Friday, February 07, 2020

BRINK and THE HERE TRIO – negotiation 101 and a study of connected space (Maiden Voyage Dance and Liz Roche at The MAC)

BRINK

Two dancers lie on top of a raised table. For a long time they remain linked as they explore the flat square they’re lying on. Exploring the edges, and then, extending over the edges, they hold onto each other. As Katie Richardson’s soundscape lifts from crashing boulders to more hopeful string pads, the figures begin to explore what is above them. They reach up and out, stand on each other to gain advantage. Yet soon they’re leaning in, wrestling and trying to slam each other down into submission as this power play reaches its final stages. By the end, they’re positioned pretty much as they started, but exhausted from the contest.

Vasiliki Stasinaki and Ryan O’Neill display strength and composure as they writhe and push and balance during the 25-minute performance. Their profound sense of space allows them to roll over but never fall off their elevated stage. Stephen Dodd’s lighting subtly shifts its intensity and focus from above and to the side – you never notice any of the transitions happening – at one point neatly dividing the table into quarters as the brilliant white-costumed dancers try and occupy the best areas in their fame of human Risk.
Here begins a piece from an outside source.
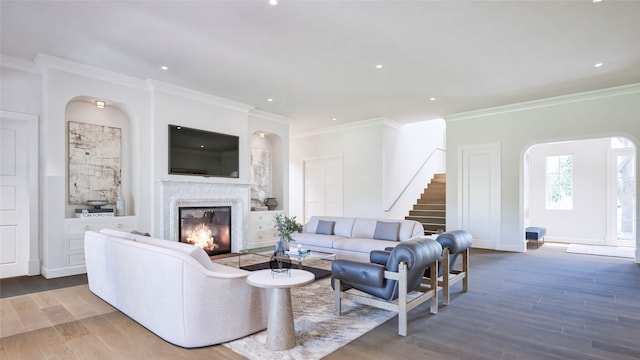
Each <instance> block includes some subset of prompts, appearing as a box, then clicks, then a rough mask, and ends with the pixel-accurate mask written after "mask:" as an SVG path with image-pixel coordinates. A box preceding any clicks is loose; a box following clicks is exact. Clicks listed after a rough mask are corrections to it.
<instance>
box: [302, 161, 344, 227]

Eileen McClory’s choreography captures the frustration of negotiations that imperil everything yet need (most of) the players to remain on the table to seal a deal. It’s like an apocryphal vision of the UK and EU scrabbling over Brexit, with a sweaty Johnson and Barnier trying to get one up on each other yet unable to deliver a fatal blow in case they’d lose everything they’d previously gained. Whether wrapped up in the continuing search for Brexit concessions, reeling from the sudden return of the political parties to Stormony, or pondering the impeachment process in the US, BRINK is a totally up-to-date piece of physical performance commentary commissioned, produced and presented by Maiden Voyage Dance.

THE HERE TRIO

After the interval, Maiden Voyage Dace are back with Liz Roche Company in a coproduction that explores place and how we occupy space. Three dancers – O’Neill joined by Sarah Cerneaux and Gloria Ros Abellana – take it in turns, almost like improv performers rushing up to a mic, to throw themselves about a green runway of a lawn as percussion rains down from above.
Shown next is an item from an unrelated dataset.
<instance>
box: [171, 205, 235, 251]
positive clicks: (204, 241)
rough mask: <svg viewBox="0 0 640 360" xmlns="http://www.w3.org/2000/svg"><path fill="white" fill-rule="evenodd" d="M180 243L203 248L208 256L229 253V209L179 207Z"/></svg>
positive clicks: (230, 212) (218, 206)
The voiceover explains that “space is a vehicle to connect” and soon the dancers are competing, repeating, and rearranging. They rewrite and rewire structures, feel the pain of old scars indelibly marking land and bodies. The trio seem conscious of the shape of their shadow, particularly provocative when performed in Cathedral Quarter whose skyline is threatened with the shadow of commercial property development over the next few years. Staggering, fitting, falling, they feel the pressure of the space they co-occupy. Their bodies race ahead of their minds.

Midway through the 35-minute performance there’s a lovely original moment as a small portion of Bryan O’Connell’s projected drumming is highlighted with a square of wood, opening a window of detail into the music, bringing us from the outside to the inside of the piece.

How do we occupy and reoccupy space? Do our actions betray our lack of thinking, or reveal our inner thoughts? How are we affected by those around us, mirroring and rejecting and competing?

Maiden Voyage’s double bill of BRINK and THE HERE TRIO finishes its run at The MAC on Saturday 8 February at 8pm.